A raft of 2009 celebrity deaths, including Michael Jackson, Patrick Swayze, and Farrah Fawcett, illustrate the business of grieving

Since his death on June 25, Michael Jackson has earned at least $100 million. He's sold more than 5 million albums, according to Nielsen SoundScan, and 8.7 million song downloads. Soon he will become the star of what's sure to be a hit movie — something he was never able to pull off during his lifetime. For a two-week run beginning on Oct. 27, he'll be appearing in Michael Jackson's This Is It, a documentary edited from footage shot during rehearsals for the London concerts he was planning before his tragic overdose. There's even an upcoming memorabilia tour — a museumlike exhibit of his outfits and other possessions — slated to kick off in London on Oct. 28. Strange to say, but Michael Jackson is now the No. 1 artist in the world, despite the fact that he has departed from it.

It's an uncomfortable but incontestable truth that death can be good for business. Jackson's passing may have been the most widely felt, but what's been most shocking is simply how many entertainers the world has lost in just a few months. Last week, Patrick Swayze became the latest 20th-century icon to exit the stage, following Natasha Richardson, Bea Arthur, Ed McMahon, Farrah Fawcett, Walter Cronkite, and John Hughes, among others. Each death triggered a flood of memories on the part of fans — and, often, a flood of merchandise to capitalize on it. On TV, in bookstores, on the Internet, and, yes, on newsstands, there's been no escaping the commingling of nostalgia and grief.

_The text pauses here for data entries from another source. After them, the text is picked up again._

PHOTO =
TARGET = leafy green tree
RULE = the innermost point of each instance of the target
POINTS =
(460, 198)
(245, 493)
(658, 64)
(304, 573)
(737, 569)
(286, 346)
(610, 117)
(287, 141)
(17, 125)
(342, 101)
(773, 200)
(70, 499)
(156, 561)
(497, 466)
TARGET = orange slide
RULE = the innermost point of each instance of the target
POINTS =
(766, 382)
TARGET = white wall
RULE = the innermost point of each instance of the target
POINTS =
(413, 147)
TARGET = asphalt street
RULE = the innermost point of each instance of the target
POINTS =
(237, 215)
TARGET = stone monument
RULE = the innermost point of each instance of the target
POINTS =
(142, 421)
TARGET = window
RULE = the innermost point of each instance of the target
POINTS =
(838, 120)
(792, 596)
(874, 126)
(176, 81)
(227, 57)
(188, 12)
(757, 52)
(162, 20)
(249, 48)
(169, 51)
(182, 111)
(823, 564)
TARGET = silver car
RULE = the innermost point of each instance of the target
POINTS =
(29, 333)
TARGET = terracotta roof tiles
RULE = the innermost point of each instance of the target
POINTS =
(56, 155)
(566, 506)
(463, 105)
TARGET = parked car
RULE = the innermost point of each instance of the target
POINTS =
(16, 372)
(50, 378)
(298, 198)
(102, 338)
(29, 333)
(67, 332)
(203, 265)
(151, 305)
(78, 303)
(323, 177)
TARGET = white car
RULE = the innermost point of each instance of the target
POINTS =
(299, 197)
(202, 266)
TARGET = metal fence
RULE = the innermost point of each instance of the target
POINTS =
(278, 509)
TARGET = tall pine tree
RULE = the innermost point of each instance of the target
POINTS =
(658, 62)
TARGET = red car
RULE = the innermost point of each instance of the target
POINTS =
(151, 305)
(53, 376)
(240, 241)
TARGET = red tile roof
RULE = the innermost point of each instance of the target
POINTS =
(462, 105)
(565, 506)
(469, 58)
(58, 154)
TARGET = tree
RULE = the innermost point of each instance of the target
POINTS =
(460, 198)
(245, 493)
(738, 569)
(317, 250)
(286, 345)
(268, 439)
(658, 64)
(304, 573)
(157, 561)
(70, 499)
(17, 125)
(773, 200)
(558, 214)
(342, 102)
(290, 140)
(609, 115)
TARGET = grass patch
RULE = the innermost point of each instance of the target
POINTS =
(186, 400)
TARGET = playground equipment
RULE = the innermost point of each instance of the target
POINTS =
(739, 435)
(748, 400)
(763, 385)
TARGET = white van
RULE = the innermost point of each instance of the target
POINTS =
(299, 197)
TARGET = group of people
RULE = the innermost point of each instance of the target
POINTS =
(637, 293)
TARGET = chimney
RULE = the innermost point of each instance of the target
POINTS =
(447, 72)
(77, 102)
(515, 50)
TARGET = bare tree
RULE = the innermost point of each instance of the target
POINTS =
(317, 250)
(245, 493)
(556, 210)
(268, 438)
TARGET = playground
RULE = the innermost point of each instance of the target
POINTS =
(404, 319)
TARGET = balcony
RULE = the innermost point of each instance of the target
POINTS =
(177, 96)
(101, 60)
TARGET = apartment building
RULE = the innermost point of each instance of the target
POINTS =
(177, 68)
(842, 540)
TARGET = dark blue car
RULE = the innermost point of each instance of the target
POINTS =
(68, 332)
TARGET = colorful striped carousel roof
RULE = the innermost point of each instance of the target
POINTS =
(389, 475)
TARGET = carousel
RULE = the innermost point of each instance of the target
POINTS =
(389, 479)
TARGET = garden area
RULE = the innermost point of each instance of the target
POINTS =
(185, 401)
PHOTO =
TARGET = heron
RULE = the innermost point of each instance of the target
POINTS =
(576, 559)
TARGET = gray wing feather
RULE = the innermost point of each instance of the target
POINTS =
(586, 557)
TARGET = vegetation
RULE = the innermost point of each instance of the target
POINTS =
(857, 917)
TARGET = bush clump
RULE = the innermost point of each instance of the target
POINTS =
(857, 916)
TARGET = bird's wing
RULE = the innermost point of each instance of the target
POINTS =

Farrah's Story, the documentary about Fawcett's long battle with cancer, pulled in more than 9 million viewers when it aired last May, while the actress was on her deathbed. It was such a success — the network's best Friday night of the year — that it was reaired June 26, the night after Fawcett passed away, drawing another 3.6 million viewers. A sequel is being discussed. Even a struggling cable show like Swayze's The Beast, hurting for viewers all year, tried to get a bump in the ratings when the star passed away Sept. 14. A&E dedicated a Beast marathon to the actor. ''I think A&E put it on out of respect for all the hard work Patrick did on the show,'' says Beast coexecutive producer William Rotko. ''And also because of a renewed interest in Patrick Swayze since he died. But that's a good thing. Patrick did good work on The Beast. The more people who see that, the better.''

Swayze also has a book coming out Sept. 29. The Time of My Life, which he co-wrote with his wife, Lisa Niemi, is already No. 26 on Amazon. No. 3, as it happens, is the late Ted Kennedy's memoir, True Compass. And there are more posthumous best-sellers to come. In November, HarperCollins will publish a 1.25-million-copy first printing of Michael Crichton's Pirate Latitudes, an old manuscript found on one of the superstar author's hard drives after he died last November. The publishing house also plans to release the half-finished thriller Crichton was working on before his death, just as soon as it can find a ''co-writer'' to complete it.